Tak Sekadar Oleh-oleh, Bika Ambon Kini Jadi Ikon Kuliner Modern

Bika ambon bukan sekadar kue, tapi warisan rasa yang terus hidup di tengah tren kuliner modern.-Fhoto: Istimewa-
INDOSBERITA.ID.MEDAN – Di saat berbagai dessert modern silih berganti viral di media sosial, bika ambon justru menunjukkan daya tahannya sebagai kuliner tradisional yang tak lekang oleh waktu. Kue khas Indonesia ini kembali menjadi sorotan, tidak hanya di kalangan penikmat lama, tetapi juga generasi muda yang mulai tertarik pada kekayaan rasa lokal.
Berasal dari Medan, Sumatera Utara, bika ambon sudah lama dikenal sebagai oleh-oleh khas yang wajib dibawa pulang. Meski namanya kerap menimbulkan kebingungan, kue ini tidak berasal dari Ambon, Maluku. Salah satu kisah yang beredar menyebutkan bahwa nama tersebut merujuk pada Jalan Ambon di Medan, tempat awal kue ini dipopulerkan.
Kini, bika ambon tak lagi hadir dalam satu rasa. Para pelaku usaha terus berinovasi dengan menghadirkan varian baru yang lebih beragam, mulai dari cokelat dan keju hingga durian dan red velvet. Langkah ini terbukti efektif dalam menarik perhatian pasar yang lebih luas, terutama anak muda yang gemar mencoba hal baru.
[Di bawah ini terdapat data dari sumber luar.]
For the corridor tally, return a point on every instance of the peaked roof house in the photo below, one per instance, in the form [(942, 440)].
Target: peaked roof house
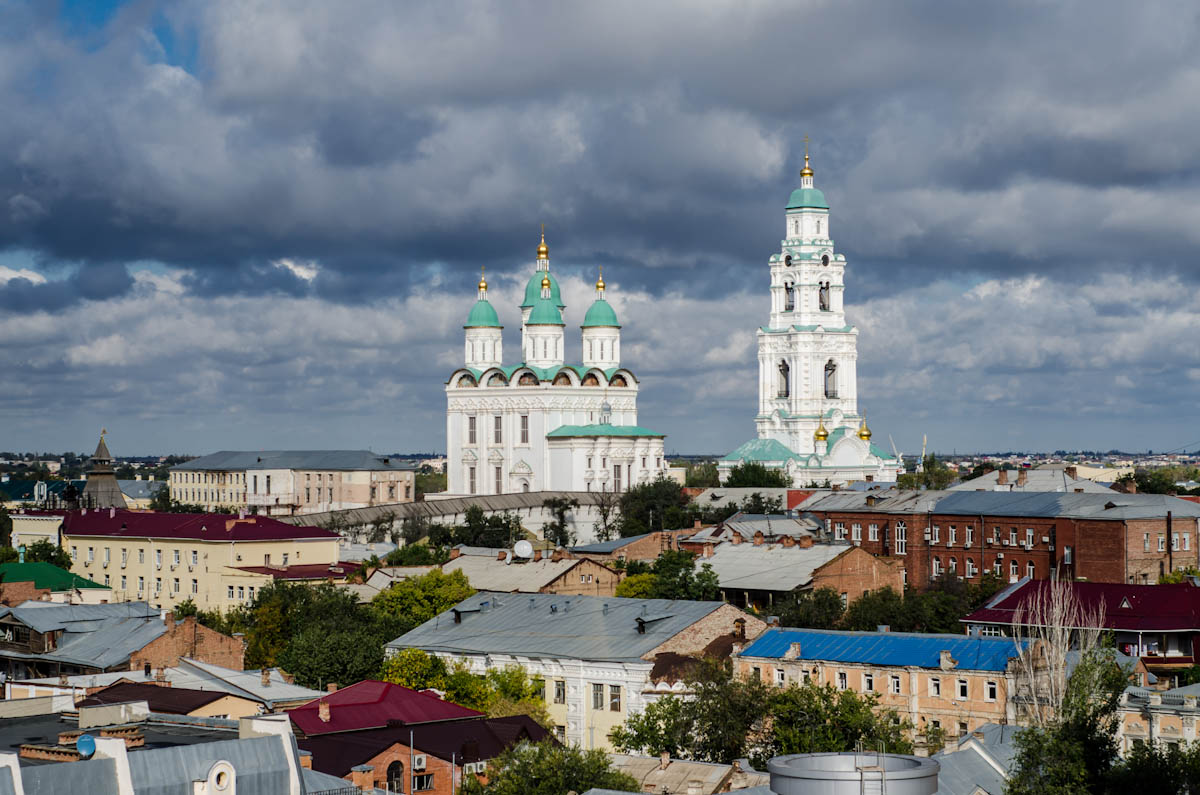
[(403, 740), (102, 489), (601, 658)]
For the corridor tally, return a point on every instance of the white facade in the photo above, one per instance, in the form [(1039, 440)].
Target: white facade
[(540, 424), (808, 419)]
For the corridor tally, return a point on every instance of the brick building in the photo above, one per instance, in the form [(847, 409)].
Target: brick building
[(1099, 537)]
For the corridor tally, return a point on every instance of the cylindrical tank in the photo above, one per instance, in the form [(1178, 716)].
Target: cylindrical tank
[(852, 773)]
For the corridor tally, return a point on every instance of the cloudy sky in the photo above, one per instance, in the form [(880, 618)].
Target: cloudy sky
[(258, 223)]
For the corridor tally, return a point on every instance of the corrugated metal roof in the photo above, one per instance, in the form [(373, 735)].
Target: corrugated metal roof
[(547, 625), (769, 567), (887, 649), (340, 460), (491, 574)]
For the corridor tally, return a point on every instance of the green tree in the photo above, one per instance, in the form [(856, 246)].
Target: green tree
[(637, 586), (659, 504), (45, 551), (702, 476), (418, 599), (558, 532), (549, 767), (819, 609), (751, 474)]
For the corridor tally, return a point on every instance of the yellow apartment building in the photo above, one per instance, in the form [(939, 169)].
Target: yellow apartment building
[(286, 483), (216, 560), (952, 682)]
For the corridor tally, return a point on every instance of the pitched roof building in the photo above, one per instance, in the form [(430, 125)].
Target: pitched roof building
[(594, 653)]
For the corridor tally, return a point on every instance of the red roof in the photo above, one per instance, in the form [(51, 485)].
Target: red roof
[(1145, 608), (301, 572), (223, 527), (373, 705)]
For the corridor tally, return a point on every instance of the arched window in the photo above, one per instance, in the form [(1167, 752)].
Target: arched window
[(396, 777)]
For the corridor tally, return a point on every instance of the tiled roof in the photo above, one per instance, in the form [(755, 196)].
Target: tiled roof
[(1146, 608), (169, 700), (887, 649), (372, 705), (339, 460), (547, 625), (220, 527), (45, 575)]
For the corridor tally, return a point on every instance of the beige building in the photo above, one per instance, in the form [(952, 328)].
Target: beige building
[(215, 560), (951, 682), (283, 483)]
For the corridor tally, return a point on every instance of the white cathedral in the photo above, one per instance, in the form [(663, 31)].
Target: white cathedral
[(541, 424), (808, 418)]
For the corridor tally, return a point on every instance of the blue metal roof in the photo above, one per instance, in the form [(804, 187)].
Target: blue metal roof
[(887, 649)]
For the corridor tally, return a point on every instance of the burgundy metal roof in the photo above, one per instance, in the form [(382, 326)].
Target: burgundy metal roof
[(223, 527), (1135, 608), (372, 705)]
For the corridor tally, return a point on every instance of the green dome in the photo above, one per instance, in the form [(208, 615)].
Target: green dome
[(804, 197), (483, 316), (545, 312), (600, 314), (533, 291)]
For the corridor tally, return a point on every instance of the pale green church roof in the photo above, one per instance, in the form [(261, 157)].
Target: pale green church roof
[(600, 314), (533, 291), (807, 197), (483, 315)]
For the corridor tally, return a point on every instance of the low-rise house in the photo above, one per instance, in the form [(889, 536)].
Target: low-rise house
[(1157, 623), (977, 763), (48, 583), (46, 639), (217, 561), (270, 687), (666, 775), (595, 655), (411, 741), (951, 682), (174, 700), (551, 574)]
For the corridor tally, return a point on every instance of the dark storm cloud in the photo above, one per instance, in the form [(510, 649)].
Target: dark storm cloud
[(358, 162)]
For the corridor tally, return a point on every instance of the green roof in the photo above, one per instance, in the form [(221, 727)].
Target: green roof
[(483, 315), (762, 450), (807, 197), (601, 430), (45, 575), (533, 291), (600, 314), (545, 312)]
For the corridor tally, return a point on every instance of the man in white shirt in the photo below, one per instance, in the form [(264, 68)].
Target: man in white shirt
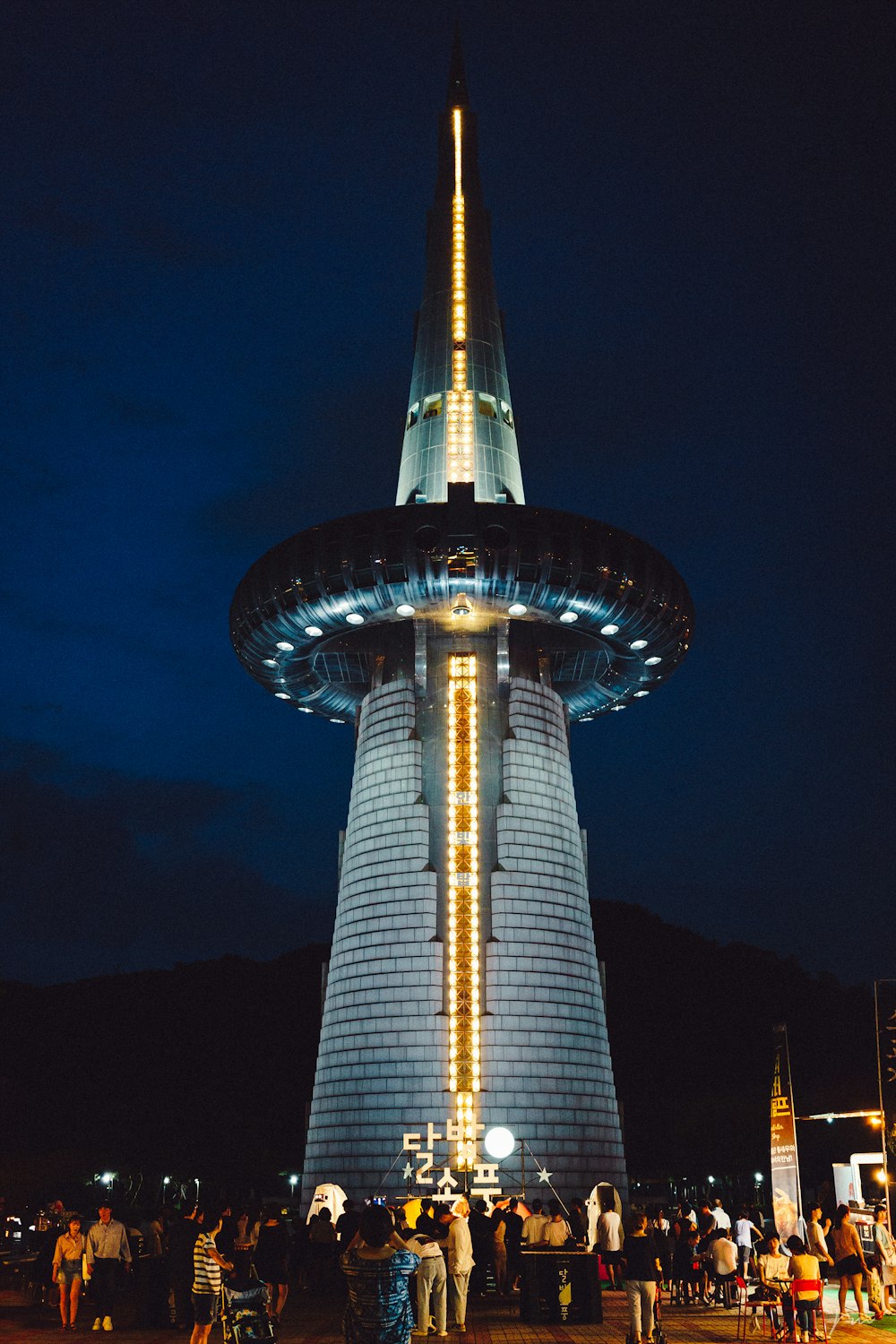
[(817, 1239), (723, 1257), (610, 1245), (535, 1225), (460, 1262)]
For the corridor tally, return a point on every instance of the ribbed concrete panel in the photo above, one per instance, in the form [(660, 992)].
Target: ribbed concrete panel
[(383, 1040), (546, 1055)]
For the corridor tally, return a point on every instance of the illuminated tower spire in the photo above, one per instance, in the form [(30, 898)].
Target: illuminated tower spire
[(462, 637), (460, 421)]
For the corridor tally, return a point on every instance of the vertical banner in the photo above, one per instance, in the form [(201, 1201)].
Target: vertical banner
[(885, 1011), (785, 1168)]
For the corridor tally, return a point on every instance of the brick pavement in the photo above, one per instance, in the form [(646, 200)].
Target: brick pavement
[(314, 1320)]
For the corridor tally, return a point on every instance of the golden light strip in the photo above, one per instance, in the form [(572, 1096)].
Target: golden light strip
[(463, 902), (460, 400)]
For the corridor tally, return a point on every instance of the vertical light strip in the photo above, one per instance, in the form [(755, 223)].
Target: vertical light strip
[(463, 902), (460, 400)]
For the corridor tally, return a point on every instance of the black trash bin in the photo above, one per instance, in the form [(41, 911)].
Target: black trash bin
[(560, 1287)]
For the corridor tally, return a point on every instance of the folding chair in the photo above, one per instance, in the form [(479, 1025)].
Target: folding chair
[(748, 1305), (814, 1285)]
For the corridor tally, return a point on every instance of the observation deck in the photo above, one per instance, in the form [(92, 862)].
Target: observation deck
[(607, 612)]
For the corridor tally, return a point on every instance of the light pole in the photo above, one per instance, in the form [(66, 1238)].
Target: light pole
[(500, 1142)]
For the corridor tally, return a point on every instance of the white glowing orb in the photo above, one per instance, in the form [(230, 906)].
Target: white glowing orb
[(498, 1142)]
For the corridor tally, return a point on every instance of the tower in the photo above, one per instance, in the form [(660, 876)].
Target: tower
[(462, 632)]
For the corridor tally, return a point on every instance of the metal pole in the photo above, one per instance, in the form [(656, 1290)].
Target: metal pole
[(883, 1117)]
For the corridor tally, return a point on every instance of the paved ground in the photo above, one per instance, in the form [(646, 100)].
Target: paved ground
[(309, 1320)]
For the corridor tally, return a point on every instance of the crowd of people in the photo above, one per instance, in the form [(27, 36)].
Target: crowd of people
[(414, 1279), (177, 1262), (704, 1258)]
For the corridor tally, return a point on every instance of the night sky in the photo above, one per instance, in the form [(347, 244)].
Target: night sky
[(214, 222)]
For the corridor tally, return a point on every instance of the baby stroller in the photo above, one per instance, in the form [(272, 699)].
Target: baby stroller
[(659, 1335), (244, 1312)]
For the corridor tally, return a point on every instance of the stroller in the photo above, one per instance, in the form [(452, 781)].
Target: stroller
[(244, 1312), (659, 1335)]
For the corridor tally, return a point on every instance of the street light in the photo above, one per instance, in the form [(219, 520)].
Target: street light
[(498, 1142)]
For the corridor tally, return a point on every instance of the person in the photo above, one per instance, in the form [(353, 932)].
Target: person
[(432, 1284), (533, 1225), (207, 1265), (245, 1242), (347, 1225), (556, 1231), (378, 1266), (479, 1226), (664, 1241), (817, 1239), (498, 1250), (849, 1261), (67, 1271), (460, 1263), (182, 1239), (512, 1241), (774, 1276), (108, 1249), (642, 1269), (884, 1255), (271, 1255), (579, 1220), (745, 1231), (723, 1257), (610, 1244), (427, 1222), (802, 1265)]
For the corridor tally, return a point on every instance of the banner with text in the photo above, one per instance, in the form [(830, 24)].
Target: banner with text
[(785, 1168), (885, 1002)]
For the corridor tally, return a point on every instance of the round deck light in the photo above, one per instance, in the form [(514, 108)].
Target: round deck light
[(498, 1142)]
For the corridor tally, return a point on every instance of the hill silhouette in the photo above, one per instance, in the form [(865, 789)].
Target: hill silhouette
[(207, 1069)]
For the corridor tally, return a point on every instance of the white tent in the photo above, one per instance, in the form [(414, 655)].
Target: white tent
[(602, 1196), (328, 1196)]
Fenomena meningkatnya minat terhadap bika ambon juga sejalan dengan tren kembali ke makanan tradisional. Banyak konsumen kini mulai meninggalkan produk serba instan dan beralih ke makanan yang memiliki nilai sejarah serta identitas budaya. Dalam konteks ini, bika ambon hadir sebagai simbol warisan kuliner yang tetap relevan di era modern.
Namun, di balik popularitasnya, proses pembuatan bika ambon bukanlah hal yang sederhana. Diperlukan ketelitian dalam mencampur bahan seperti tepung tapioka, telur, gula, santan, dan ragi. Proses fermentasi menjadi kunci untuk menciptakan rongga khas di dalam kue, sementara teknik pemanggangan menentukan hasil akhir yang sempurna.
Ciri khas inilah yang membuat bika ambon sulit tergantikan. Teksturnya yang kenyal dan berongga, dipadukan dengan aroma pandan dan santan yang kuat, memberikan sensasi rasa yang unik dan autentik.
Di era digital, bika ambon juga ikut bertransformasi. Banyak produsen kini memanfaatkan media sosial untuk memperluas jangkauan pasar. Kemasan yang lebih modern serta strategi pemasaran yang kreatif membuat kue ini semakin dikenal, bahkan hingga ke mancanegara.
Permintaan dari diaspora Indonesia menjadi salah satu faktor pendorong ekspansi tersebut. Bika ambon kini tak hanya menjadi oleh-oleh lokal, tetapi juga mulai dilirik sebagai produk ekspor yang potensial.
Meski demikian, tantangan tetap menghantui. Daya tahan kue yang terbatas tanpa bahan pengawet membuat distribusi harus dilakukan dengan cermat. Selain itu, persaingan dengan berbagai produk kuliner modern menuntut pelaku usaha untuk terus beradaptasi.
Dengan perpaduan inovasi dan pelestarian tradisi, bika ambon membuktikan bahwa kuliner klasik pun mampu bertahan dan bahkan bersinar di tengah perubahan zaman.